Ever since Oscar was a pup, he hasn't particularly enjoyed the vacuum cleaner. I understand that. It's loud. It's big. It moves on it's own. He never went berserk or anything, but he would bark-bark-bark at it when I pulled it out from the closet and would bark-bark-bark at it off and on while I would move it around the house.
I can thank Grisha Stewart for helping >me< re-frame and understand why Oscar was exhibiting said behaviors when it was time to clean the house. What was the function of the behavior? Surely it wasn't distance decreasing behavior. It was distance increasing in nature; he wanted Mr. Dyson to go away.
|The Dyson DC07: |
Once a cause of barking; now a cue for behavior!

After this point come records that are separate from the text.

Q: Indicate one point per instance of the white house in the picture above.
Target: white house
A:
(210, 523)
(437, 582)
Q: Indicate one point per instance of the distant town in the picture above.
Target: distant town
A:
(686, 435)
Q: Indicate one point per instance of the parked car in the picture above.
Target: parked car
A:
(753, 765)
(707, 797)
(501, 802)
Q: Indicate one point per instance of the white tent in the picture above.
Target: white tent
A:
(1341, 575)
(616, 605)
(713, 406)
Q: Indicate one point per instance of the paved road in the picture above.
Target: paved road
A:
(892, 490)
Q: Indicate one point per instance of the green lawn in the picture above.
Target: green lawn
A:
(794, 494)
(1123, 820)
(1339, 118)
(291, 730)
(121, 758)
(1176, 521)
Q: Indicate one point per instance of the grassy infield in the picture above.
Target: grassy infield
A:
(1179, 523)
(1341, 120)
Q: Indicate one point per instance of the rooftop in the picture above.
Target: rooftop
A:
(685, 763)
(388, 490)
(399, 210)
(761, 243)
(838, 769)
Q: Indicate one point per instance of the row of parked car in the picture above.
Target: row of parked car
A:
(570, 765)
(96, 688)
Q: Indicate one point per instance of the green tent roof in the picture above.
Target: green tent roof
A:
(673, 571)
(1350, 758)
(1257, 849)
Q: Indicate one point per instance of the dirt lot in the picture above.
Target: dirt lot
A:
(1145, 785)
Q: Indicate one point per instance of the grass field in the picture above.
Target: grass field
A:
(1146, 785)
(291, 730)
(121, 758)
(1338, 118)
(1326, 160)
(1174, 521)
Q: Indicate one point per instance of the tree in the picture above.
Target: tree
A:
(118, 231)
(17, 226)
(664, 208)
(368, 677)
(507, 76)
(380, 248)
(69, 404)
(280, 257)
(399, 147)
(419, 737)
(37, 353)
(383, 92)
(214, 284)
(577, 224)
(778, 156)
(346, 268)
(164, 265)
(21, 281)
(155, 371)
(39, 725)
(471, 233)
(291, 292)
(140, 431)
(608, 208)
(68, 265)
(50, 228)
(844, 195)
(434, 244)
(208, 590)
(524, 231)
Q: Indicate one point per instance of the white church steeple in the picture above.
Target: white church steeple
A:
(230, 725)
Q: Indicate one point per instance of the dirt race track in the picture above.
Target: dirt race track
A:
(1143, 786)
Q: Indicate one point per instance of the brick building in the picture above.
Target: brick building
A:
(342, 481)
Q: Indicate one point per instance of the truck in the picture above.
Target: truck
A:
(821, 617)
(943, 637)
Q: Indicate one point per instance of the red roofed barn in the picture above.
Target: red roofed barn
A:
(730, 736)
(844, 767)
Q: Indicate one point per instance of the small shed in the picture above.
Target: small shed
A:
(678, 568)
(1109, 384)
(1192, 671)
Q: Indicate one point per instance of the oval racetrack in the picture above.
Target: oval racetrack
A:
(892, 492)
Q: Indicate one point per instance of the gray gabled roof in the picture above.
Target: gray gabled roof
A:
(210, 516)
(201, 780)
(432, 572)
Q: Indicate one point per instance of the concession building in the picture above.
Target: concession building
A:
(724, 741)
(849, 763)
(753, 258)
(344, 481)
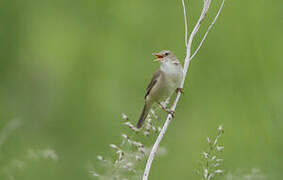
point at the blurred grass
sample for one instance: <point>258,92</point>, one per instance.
<point>68,69</point>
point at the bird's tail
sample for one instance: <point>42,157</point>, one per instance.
<point>143,116</point>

Using my superior (!) human brain, I decided to start marking and rewarding him for offering any calming behaviors at the vacuum (looking away, sniffing the ground, turning his body away, taking a step back, licking his lips). He figured out very quickly that those were good, self-soothing behaviors and I put the icing on the cake by tossing the food reward away from the vacuum...the increased distance was his functional reward.
Could Oscar move himself away from the vacuum to create that extra distance he wanted? Of course he could, but in his mind, he definitely could not (A to B) so I had to teach it to him through shaping.
Well, fast forward to this past weekend and what happens? Oscar starts throwing behaviors at the vacuum cleaner in the form of walking backwards from the yellow monster. With glee, I mark and reward him and I see that happy boy come back in the vicinity and repeat. He's got it! Way to go, buddy!